Primeira Leitura Deuteronômio 4
A parte do Livro do Deuteronomio do qual é extraída a leitura de hoje foi escrita em Babilônia, durante o dramático período do exilio. Israel perdeu a liberdade, a honra, a terra dos seus pais, o templo onde prestava culto ao seu Deus e recorda com saudade os tempos dos grandes reis Davi e Salomão, quando era uma grande nação, respeitada e temida pela sua força e pela sua sabedoria.
Nessa situação desesperadora, eis que surge entre os exilados um homem piedoso que reanima os seus companheiros de infortúnio.
Nem tudo está perdido, diz ele, ainda nos resta um grande dom de Deus, uma dádiva que nos torna preclaros entre todos os povos da Terra: a nossa santa lei.
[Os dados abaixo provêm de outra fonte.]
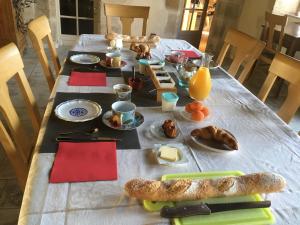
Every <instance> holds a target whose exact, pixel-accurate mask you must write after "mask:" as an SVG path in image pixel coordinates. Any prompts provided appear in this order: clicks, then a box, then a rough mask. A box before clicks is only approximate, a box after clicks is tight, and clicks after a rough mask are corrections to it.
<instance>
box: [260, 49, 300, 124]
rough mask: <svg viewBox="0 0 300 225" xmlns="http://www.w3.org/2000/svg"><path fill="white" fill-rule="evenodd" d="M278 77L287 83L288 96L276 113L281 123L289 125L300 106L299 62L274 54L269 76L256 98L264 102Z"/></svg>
mask: <svg viewBox="0 0 300 225" xmlns="http://www.w3.org/2000/svg"><path fill="white" fill-rule="evenodd" d="M277 77H280V78H282V79H284V80H286V81H288V82H289V87H288V96H287V98H286V99H285V101H284V103H283V105H282V106H281V108H280V109H279V111H278V112H277V114H278V115H279V116H280V117H281V119H282V120H283V121H285V122H286V123H289V122H290V120H291V119H292V117H293V115H294V114H295V113H296V111H297V109H298V107H299V106H300V61H299V60H297V59H295V58H292V57H290V56H287V55H284V54H281V53H276V55H275V57H274V59H273V62H272V64H271V66H270V69H269V74H268V76H267V78H266V80H265V82H264V84H263V86H262V88H261V90H260V91H259V93H258V98H259V99H260V100H262V101H263V102H264V101H265V100H266V98H267V96H268V94H269V92H270V90H271V88H272V86H273V84H274V82H275V80H276V78H277Z"/></svg>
As palavras de conforto pronunciadas por esse homem sábio são transcritas e, para distingui-las com o mais alto valor, são atribuídas a Moisés.
Formam os primeiros capítulos do Deuteronômio.
Segunda leitura: Tiago 1
Não é suficiente, porém, ouvir essa palavra para conseguir a salvação. Se quisermos que produza frutos, deve ser acolhida com docilidade, isto é, com o espírito disposto. Se o coração não estiver inclinado a converter-se e deixar-se transformar, então a mesma é como uma semente que cai sobre uma pedra: morre sem nada produzir. É como se nunca tivesse sido ouvida.
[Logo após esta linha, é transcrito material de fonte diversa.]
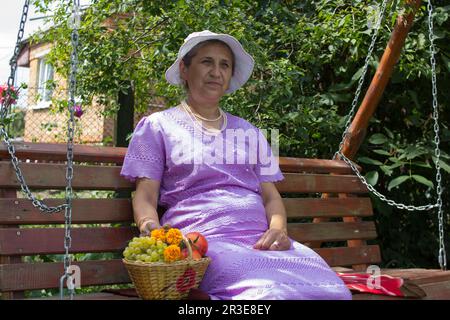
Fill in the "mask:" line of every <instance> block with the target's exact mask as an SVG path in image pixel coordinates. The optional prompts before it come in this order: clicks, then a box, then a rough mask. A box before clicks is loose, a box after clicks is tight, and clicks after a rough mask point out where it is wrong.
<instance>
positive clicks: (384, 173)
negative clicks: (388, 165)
mask: <svg viewBox="0 0 450 320" xmlns="http://www.w3.org/2000/svg"><path fill="white" fill-rule="evenodd" d="M380 169H381V170H383V172H384V174H385V175H387V176H389V177H390V176H391V175H392V173H393V172H394V171H392V170H391V169H390V168H389V167H388V166H380Z"/></svg>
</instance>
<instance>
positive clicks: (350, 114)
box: [333, 0, 447, 270]
mask: <svg viewBox="0 0 450 320" xmlns="http://www.w3.org/2000/svg"><path fill="white" fill-rule="evenodd" d="M385 6H386V1H384V2H383V5H382V10H381V11H380V14H379V17H378V21H377V25H376V31H375V33H374V35H373V36H372V42H371V44H370V47H369V53H368V56H367V57H366V62H365V65H364V68H363V72H362V76H361V78H360V79H359V83H358V87H357V90H356V93H355V97H354V99H353V102H352V107H351V110H350V112H349V114H348V119H347V122H346V124H345V130H344V133H343V135H342V140H341V142H340V144H339V150H338V151H337V152H336V153H335V154H334V157H333V159H336V158H337V156H339V158H340V159H342V160H343V161H344V162H345V163H347V164H348V165H349V166H350V168H351V169H352V170H353V172H354V173H355V174H356V175H357V176H358V178H359V179H360V180H361V182H362V183H363V184H364V185H365V186H366V187H367V189H368V190H369V191H370V192H372V193H373V194H374V195H376V196H377V197H378V198H379V199H380V200H382V201H384V202H386V203H387V204H388V205H390V206H393V207H396V208H398V209H402V210H408V211H415V210H417V211H425V210H431V209H434V208H437V209H438V225H439V253H438V262H439V266H440V267H441V269H442V270H446V269H447V258H446V253H445V242H444V214H443V210H442V185H441V180H442V178H441V171H440V169H441V168H440V164H439V161H440V155H441V151H440V149H439V144H440V139H439V121H438V120H439V111H438V101H437V85H436V59H435V53H436V50H435V46H434V32H433V7H432V4H431V0H429V1H428V6H427V9H428V38H429V41H430V64H431V82H432V96H433V100H432V101H433V102H432V104H433V105H432V106H433V119H434V126H433V129H434V134H435V136H434V143H435V145H436V147H435V150H434V152H435V156H436V161H435V167H436V183H437V188H436V193H437V201H436V203H435V204H427V205H422V206H414V205H405V204H403V203H397V202H395V201H394V200H392V199H388V198H386V196H384V195H383V194H381V193H380V192H378V191H377V190H376V189H375V188H374V187H373V186H372V185H370V184H369V183H368V182H367V180H366V179H365V177H364V176H362V175H361V173H360V172H359V170H358V168H357V167H356V165H355V164H354V163H353V162H352V161H351V160H350V159H348V158H347V157H346V156H345V155H344V154H343V153H342V148H343V146H344V142H345V138H346V137H347V135H348V130H349V128H350V124H351V120H352V118H353V115H354V112H355V108H356V103H357V102H358V100H359V95H360V93H361V88H362V84H363V81H364V76H365V74H366V72H367V67H368V61H369V56H370V54H371V53H372V50H373V45H374V43H375V39H376V33H378V28H379V26H380V23H381V19H382V17H383V10H384V8H385Z"/></svg>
Tiago esclarece que a verdadeira religião consiste em socorrer os órfãos e as viúvas nas suas aflições e conservar-se puros da corrupção deste mundo.
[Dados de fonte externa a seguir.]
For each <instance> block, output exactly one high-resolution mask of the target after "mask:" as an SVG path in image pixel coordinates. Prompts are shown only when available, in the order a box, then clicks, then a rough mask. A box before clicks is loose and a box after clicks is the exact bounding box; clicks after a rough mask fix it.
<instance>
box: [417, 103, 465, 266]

Para praticar essa forma de religião, ensina Tiago, é necessário manter-se puros isto é, desapegados dos bens deste mundo.
Evangelho: Marcos 7
A questão levantada hoje diz respeito a um elemento central da religião judaica: as purificações.
Alguns discípulos tomam as refeições com as mãos impuras, isto é, sem lavá-las e isto provoca a reação dos custódios da lei.
Cada transgressão é tida como uma infidelidade a Deus e às tradições sagradas.
No tempo de Jesus as purificações têm uma importância e um valor religioso- muito relevantes. As disposições dos rabinos têm o mesmo valor que a Palavra de Deus. Adquiriram o mesmo valor que os preceitos mais sagrados contidos na Bíblia.
Jesus se insere na linha espiritual dos profetas e dos piedosos mestres da vida religiosa do seu tempo, indica a renovação do coração e assume uma posição rígida contra a religião quando reduzida ao cumprimento de um código jurídico. Afirma categoricamente que para Deus não interessam de forma alguma a pureza exterior, os formalismos, as solenes liturgias do templo, as aparências.
Para Jesus, o que importa é sempre o coração, não as práticas externas.